Increased Booking Interval: To prevent panic booking by domestic consumers, the refill interval has been increased from 21 days to 25 days.

Connection Surrender: Households with Piped Natural Gas (PNG) connections are now restricted from holding LPG cylinders.

Operation Sankalp: The Indian Navy has been deployed to provide security to Indian vessels stranded in the Gulf region and ensure maritime supply lines.

Macroeconomic Implications for India’s Energy Security

Long-term instability in West Asia could jeopardize India’s economic goals. The Department of Economic Affairs (DEA) has expressed several concerns:

Inflation and Fiscal Pressure: A rise in crude oil prices directly impacts India's wholesale and retail inflation. Analysis suggests that if crude prices remain 10% above the baseline, CPI-based inflation could rise by 30 basis points (bps). Inflation was 2.75% in January 2026, but is expected to surge again.

Current Account Deficit (CAD) and the Rupee: India imports about 88.6% of its crude oil requirements. A spike in the import bill could widen the CAD, putting pressure on the exchange rate of the Indian Rupee.

Need for Strategic LPG Reserves: This crisis has exposed a major gap—the lack of 'Strategic LPG Reserves'. While India has Strategic Petroleum Reserves (SPR) for crude oil, no such arrangement exists for LPG. Future policies will prioritize developing underground LPG storage for at least 15-30 days of consumption.

Why is this Topic Critical for UPSC Preparation?

As a serious aspirant, you must view this news not just as a report, but by linking it with various sections of the UPSC syllabus:

Indian Polity (GS Paper II): The constitutional basis of the ECA 1955 and Center-State relations (Delegation of Powers - Section 5) are vital. This falls under 'Executive Powers' and 'Emergency Regulatory Framework'.

Indian Economy (GS Paper III): Inflation, Current Account Deficit (CAD), and Energy Security are favorite UPSC topics. Questions regarding LPG import dependency and price control mechanisms are likely in the Mains exam.

International Relations (GS Paper II): The geopolitics of West Asia, the strategic importance of the Strait of Hormuz, and the testing of India's 'Look West' policy can be examined in light of this crisis.

Internal Security (GS Paper III): Maritime security and the role of the Indian Navy (e.g., Operation Sankalp) are important from a security challenge perspective.

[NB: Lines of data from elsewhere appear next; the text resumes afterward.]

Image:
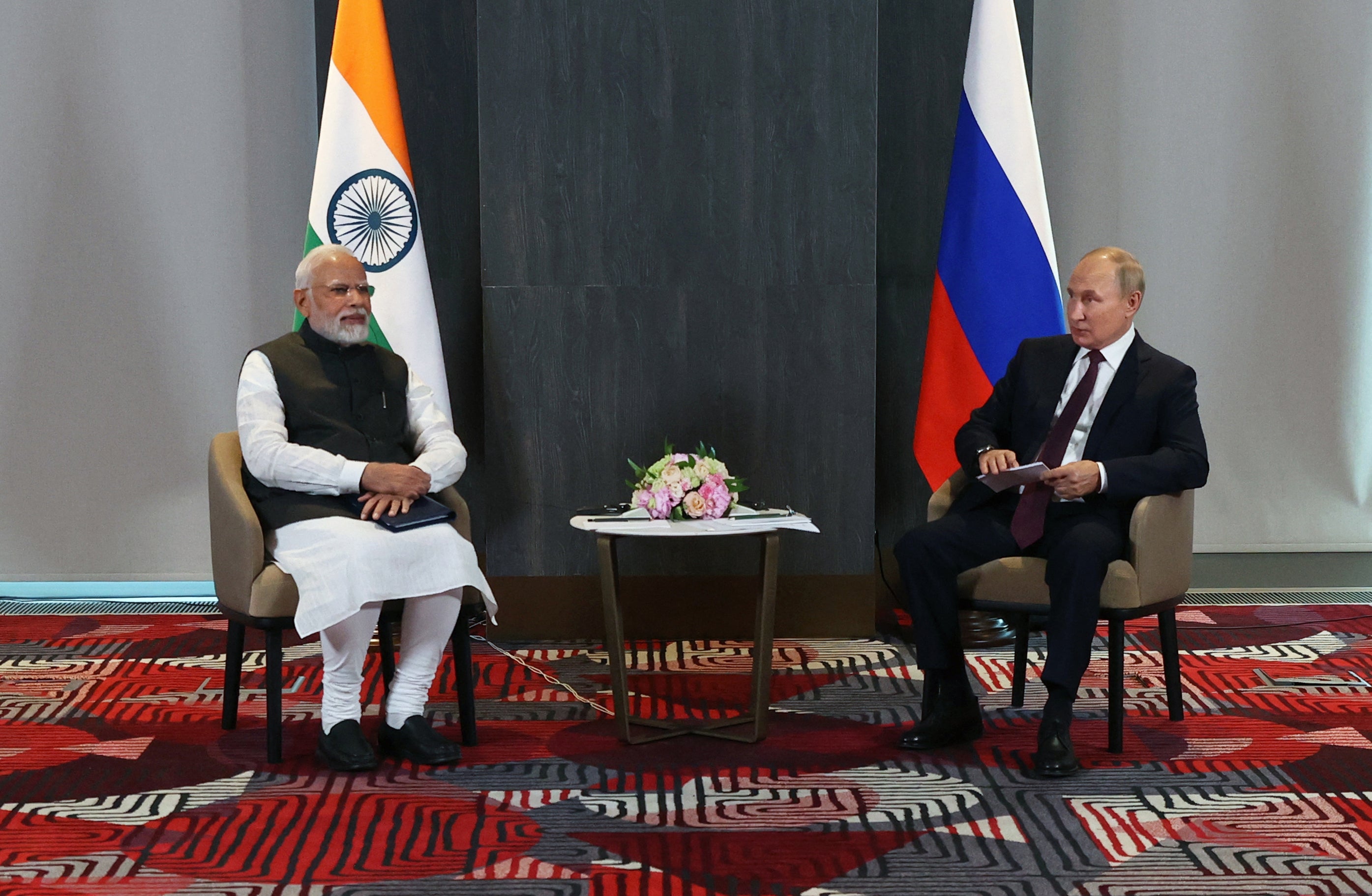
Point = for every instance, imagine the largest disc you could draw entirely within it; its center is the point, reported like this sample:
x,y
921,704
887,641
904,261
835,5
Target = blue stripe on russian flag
x,y
989,257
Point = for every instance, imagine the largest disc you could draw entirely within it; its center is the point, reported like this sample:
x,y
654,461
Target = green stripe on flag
x,y
375,334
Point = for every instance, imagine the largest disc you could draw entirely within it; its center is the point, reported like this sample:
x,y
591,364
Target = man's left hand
x,y
379,504
1074,481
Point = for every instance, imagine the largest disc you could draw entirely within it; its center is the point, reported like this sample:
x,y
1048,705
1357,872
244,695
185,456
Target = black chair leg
x,y
1171,662
273,695
1017,687
1116,697
232,675
928,695
386,636
466,681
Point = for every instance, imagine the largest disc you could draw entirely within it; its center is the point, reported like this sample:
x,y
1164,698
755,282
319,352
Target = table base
x,y
763,628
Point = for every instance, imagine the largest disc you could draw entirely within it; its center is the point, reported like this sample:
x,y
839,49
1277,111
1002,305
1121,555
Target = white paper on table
x,y
1021,475
637,523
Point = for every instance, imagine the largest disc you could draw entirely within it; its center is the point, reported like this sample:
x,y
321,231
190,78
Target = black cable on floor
x,y
1275,625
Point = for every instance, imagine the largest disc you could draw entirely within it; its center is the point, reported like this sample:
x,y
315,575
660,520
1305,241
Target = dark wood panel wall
x,y
678,239
697,219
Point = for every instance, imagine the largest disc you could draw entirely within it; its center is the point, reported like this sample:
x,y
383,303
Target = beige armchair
x,y
256,593
1152,579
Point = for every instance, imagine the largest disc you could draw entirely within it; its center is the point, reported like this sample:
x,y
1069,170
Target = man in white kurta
x,y
346,566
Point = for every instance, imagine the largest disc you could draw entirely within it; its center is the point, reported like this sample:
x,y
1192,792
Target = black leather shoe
x,y
947,725
418,741
1055,756
345,748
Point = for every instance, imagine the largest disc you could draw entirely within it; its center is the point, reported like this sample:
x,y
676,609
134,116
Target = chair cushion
x,y
273,593
1020,581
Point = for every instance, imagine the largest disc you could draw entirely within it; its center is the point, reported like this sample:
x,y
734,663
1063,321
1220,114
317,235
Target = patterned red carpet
x,y
116,777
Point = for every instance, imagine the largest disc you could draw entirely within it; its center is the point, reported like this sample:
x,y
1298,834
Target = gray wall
x,y
1227,143
158,160
678,238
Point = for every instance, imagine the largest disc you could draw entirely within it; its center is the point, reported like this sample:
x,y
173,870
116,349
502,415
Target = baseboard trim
x,y
685,607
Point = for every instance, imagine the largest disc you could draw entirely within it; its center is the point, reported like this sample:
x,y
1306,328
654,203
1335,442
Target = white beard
x,y
343,334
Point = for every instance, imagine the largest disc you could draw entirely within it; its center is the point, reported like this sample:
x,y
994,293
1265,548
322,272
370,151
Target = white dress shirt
x,y
1105,376
341,563
284,464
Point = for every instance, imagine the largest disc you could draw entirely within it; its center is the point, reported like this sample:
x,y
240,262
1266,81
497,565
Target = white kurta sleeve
x,y
267,451
441,453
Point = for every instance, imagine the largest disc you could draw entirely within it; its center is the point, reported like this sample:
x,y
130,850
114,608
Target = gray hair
x,y
1128,271
313,259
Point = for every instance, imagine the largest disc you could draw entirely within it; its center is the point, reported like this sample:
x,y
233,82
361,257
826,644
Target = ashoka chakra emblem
x,y
372,213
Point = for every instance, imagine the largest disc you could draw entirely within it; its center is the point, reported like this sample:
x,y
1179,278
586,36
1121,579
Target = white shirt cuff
x,y
350,481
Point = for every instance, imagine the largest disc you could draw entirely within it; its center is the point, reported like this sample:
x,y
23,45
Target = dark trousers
x,y
1079,544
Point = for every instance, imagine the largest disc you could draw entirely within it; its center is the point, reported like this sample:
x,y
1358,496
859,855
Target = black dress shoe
x,y
1055,756
345,748
949,723
418,741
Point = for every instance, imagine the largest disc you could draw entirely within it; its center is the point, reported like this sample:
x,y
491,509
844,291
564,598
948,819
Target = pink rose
x,y
716,497
662,504
695,505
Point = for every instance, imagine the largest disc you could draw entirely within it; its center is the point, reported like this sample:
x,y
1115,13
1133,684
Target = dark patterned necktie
x,y
1027,524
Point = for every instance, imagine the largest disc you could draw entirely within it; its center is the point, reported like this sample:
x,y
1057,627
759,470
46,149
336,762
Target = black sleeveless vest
x,y
348,400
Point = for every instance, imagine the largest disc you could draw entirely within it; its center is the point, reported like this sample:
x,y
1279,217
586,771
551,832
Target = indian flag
x,y
364,191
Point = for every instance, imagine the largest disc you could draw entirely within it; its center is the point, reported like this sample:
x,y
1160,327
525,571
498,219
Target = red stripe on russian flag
x,y
953,386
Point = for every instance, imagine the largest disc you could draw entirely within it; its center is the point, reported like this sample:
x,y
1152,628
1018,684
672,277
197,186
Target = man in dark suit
x,y
1114,420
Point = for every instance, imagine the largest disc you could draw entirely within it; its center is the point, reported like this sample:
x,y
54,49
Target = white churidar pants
x,y
424,632
343,570
342,564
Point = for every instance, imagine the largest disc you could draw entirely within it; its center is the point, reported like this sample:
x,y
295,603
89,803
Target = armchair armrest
x,y
237,549
463,523
1161,533
943,498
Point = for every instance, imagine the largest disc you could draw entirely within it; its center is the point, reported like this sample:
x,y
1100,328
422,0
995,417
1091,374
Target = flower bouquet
x,y
683,486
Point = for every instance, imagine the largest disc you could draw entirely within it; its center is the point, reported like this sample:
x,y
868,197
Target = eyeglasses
x,y
341,290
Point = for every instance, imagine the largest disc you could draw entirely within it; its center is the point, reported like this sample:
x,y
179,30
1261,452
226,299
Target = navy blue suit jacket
x,y
1147,431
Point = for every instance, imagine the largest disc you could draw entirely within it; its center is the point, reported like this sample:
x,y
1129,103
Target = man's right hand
x,y
395,479
996,462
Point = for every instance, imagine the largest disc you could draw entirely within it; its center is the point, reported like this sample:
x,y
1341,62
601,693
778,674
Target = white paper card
x,y
1021,475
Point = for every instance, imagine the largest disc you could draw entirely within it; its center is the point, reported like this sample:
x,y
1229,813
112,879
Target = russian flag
x,y
996,282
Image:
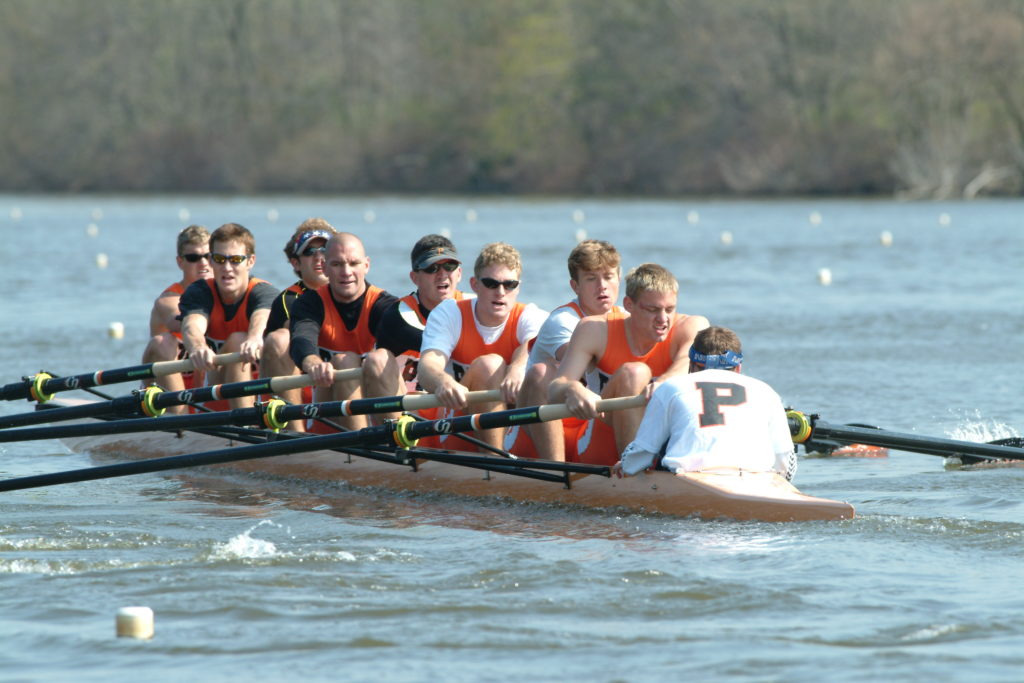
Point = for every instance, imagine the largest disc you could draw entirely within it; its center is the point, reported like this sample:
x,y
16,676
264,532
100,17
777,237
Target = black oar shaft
x,y
242,417
912,442
269,450
24,389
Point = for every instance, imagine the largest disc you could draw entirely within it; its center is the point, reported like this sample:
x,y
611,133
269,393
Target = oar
x,y
402,432
42,386
153,401
274,415
806,428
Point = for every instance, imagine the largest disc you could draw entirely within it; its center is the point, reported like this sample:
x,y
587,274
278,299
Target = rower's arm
x,y
515,374
194,338
163,317
432,377
253,345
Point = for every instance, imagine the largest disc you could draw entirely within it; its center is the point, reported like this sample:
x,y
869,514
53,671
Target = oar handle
x,y
416,401
301,381
560,411
165,368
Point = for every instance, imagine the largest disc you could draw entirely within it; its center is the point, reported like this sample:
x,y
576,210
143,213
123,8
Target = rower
x,y
390,369
713,418
305,251
227,312
334,327
481,343
648,341
165,328
594,275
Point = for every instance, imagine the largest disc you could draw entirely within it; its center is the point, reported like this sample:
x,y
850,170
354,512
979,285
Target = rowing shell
x,y
719,494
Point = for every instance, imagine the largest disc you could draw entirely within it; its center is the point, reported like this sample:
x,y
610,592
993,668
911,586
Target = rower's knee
x,y
631,378
346,360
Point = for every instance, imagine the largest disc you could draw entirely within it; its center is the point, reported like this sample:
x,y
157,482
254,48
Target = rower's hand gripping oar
x,y
42,386
804,428
389,432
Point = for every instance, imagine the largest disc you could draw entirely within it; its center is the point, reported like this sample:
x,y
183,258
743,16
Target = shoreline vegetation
x,y
912,98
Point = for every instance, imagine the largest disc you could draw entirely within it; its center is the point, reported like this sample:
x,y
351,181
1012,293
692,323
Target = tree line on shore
x,y
923,98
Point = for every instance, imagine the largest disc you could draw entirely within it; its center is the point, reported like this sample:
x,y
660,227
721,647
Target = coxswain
x,y
481,343
305,251
649,341
713,418
334,327
227,313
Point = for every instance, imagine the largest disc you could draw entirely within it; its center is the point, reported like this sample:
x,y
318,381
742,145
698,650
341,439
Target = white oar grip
x,y
172,367
560,412
416,401
286,382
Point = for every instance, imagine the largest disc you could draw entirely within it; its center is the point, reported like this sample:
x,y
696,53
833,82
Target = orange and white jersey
x,y
714,418
454,330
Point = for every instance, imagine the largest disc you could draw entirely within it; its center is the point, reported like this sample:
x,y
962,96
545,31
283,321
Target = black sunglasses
x,y
450,266
233,258
493,284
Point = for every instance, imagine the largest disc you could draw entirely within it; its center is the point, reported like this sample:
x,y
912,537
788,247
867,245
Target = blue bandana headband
x,y
726,360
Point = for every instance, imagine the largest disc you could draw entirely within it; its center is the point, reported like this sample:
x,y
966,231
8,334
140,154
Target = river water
x,y
257,579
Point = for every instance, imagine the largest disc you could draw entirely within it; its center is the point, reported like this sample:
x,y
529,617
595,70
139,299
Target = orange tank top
x,y
616,350
335,337
219,329
174,289
471,344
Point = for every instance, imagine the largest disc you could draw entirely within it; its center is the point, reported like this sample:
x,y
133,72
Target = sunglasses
x,y
493,284
237,259
450,266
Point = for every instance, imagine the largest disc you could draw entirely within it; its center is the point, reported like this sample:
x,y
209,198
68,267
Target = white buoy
x,y
134,623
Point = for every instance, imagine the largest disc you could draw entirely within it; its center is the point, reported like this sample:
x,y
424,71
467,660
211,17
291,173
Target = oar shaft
x,y
517,416
269,450
27,387
268,385
912,442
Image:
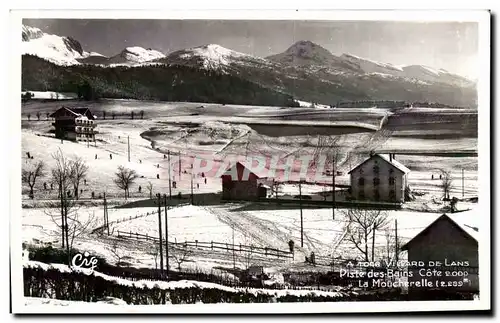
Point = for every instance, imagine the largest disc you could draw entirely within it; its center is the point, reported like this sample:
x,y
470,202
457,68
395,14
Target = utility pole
x,y
397,247
192,193
128,145
463,182
373,243
169,179
166,235
106,219
301,218
159,230
234,256
333,188
179,165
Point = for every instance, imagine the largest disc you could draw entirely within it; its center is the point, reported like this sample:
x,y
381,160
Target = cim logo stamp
x,y
83,261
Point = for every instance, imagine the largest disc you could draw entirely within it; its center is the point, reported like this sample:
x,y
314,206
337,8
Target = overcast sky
x,y
451,46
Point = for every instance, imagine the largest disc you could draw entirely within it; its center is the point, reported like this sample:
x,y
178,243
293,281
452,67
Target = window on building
x,y
392,194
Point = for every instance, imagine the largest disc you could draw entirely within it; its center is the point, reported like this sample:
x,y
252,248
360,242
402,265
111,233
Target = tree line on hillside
x,y
154,82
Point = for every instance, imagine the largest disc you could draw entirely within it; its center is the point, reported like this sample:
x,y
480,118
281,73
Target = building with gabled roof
x,y
242,181
74,124
379,178
450,247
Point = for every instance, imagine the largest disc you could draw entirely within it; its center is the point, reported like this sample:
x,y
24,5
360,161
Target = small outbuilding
x,y
241,181
447,255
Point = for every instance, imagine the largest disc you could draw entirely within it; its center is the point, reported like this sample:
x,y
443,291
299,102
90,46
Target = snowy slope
x,y
134,55
57,49
212,56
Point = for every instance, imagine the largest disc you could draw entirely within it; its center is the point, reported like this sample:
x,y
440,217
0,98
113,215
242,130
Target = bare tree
x,y
361,225
150,189
155,252
76,226
247,256
61,175
181,254
446,183
124,178
78,173
276,188
31,173
117,253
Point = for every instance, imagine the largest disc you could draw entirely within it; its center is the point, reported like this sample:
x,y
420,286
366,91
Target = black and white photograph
x,y
227,163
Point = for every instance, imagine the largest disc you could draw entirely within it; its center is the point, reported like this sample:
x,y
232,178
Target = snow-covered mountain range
x,y
305,70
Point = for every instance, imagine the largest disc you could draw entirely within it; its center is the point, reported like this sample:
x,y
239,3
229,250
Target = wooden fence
x,y
212,245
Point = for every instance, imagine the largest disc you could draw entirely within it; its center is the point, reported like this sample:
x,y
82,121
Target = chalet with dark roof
x,y
379,178
448,248
74,124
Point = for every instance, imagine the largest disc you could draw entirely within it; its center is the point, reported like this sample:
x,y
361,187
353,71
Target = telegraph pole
x,y
462,182
301,218
128,145
166,235
373,243
179,165
192,193
159,230
333,188
169,174
397,247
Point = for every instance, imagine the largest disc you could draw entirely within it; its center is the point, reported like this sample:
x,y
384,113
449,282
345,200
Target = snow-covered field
x,y
172,127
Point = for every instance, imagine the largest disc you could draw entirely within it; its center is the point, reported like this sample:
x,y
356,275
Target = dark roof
x,y
467,230
76,111
387,159
259,173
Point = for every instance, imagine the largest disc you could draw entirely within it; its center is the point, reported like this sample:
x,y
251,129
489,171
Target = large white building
x,y
379,178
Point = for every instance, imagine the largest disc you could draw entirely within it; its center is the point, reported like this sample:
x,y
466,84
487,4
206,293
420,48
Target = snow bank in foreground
x,y
182,284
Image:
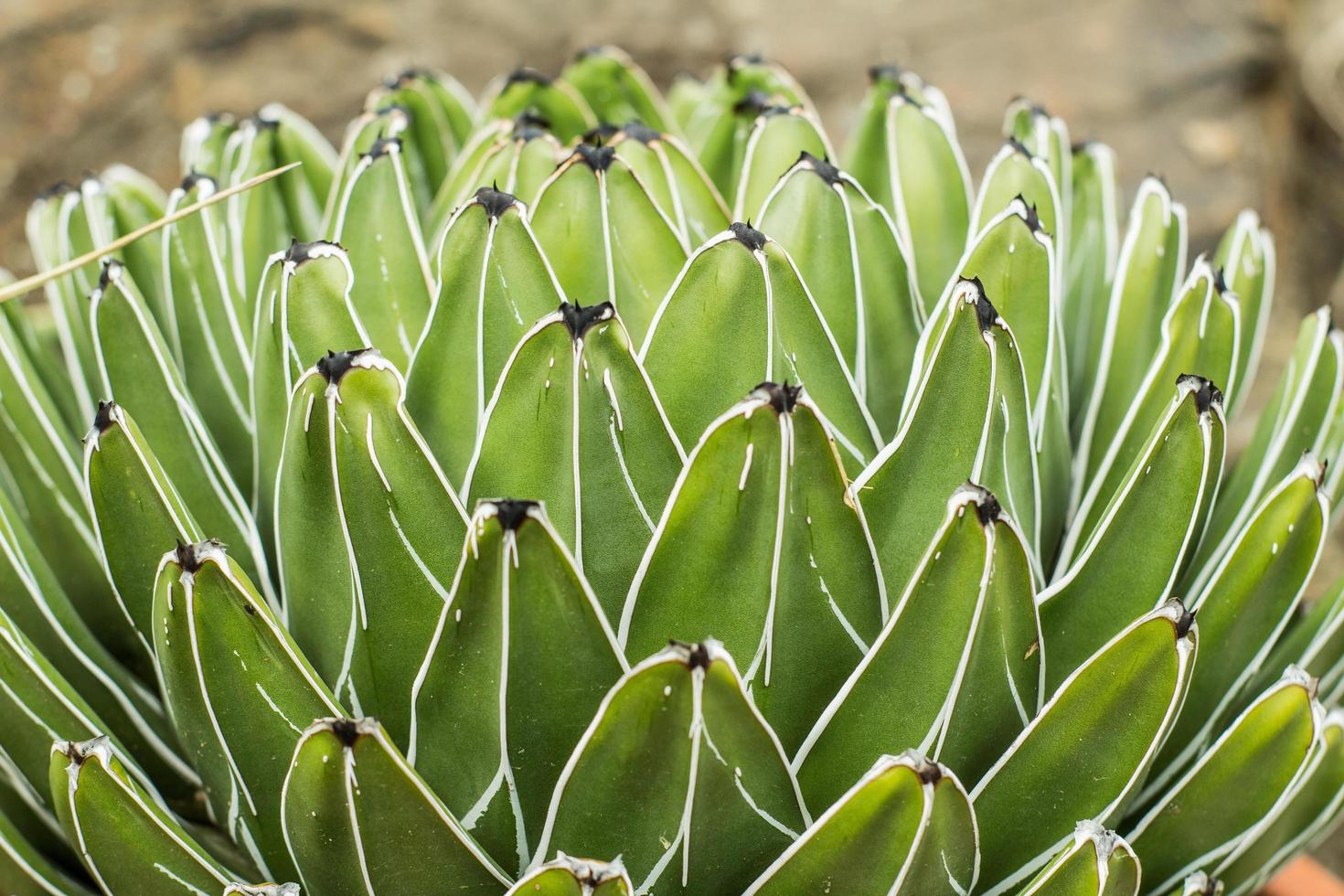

Social Justice (GS Paper II): How this crisis affects vulnerable sections, especially Ujjwala beneficiaries and children (Mid-Day Meals), serves as a case study for Essays and Ethics.

The holistic analysis of this crisis clarifies that India needs to diversify its 'Energy Basket' and further strengthen global strategic partnerships to secure maritime trade routes.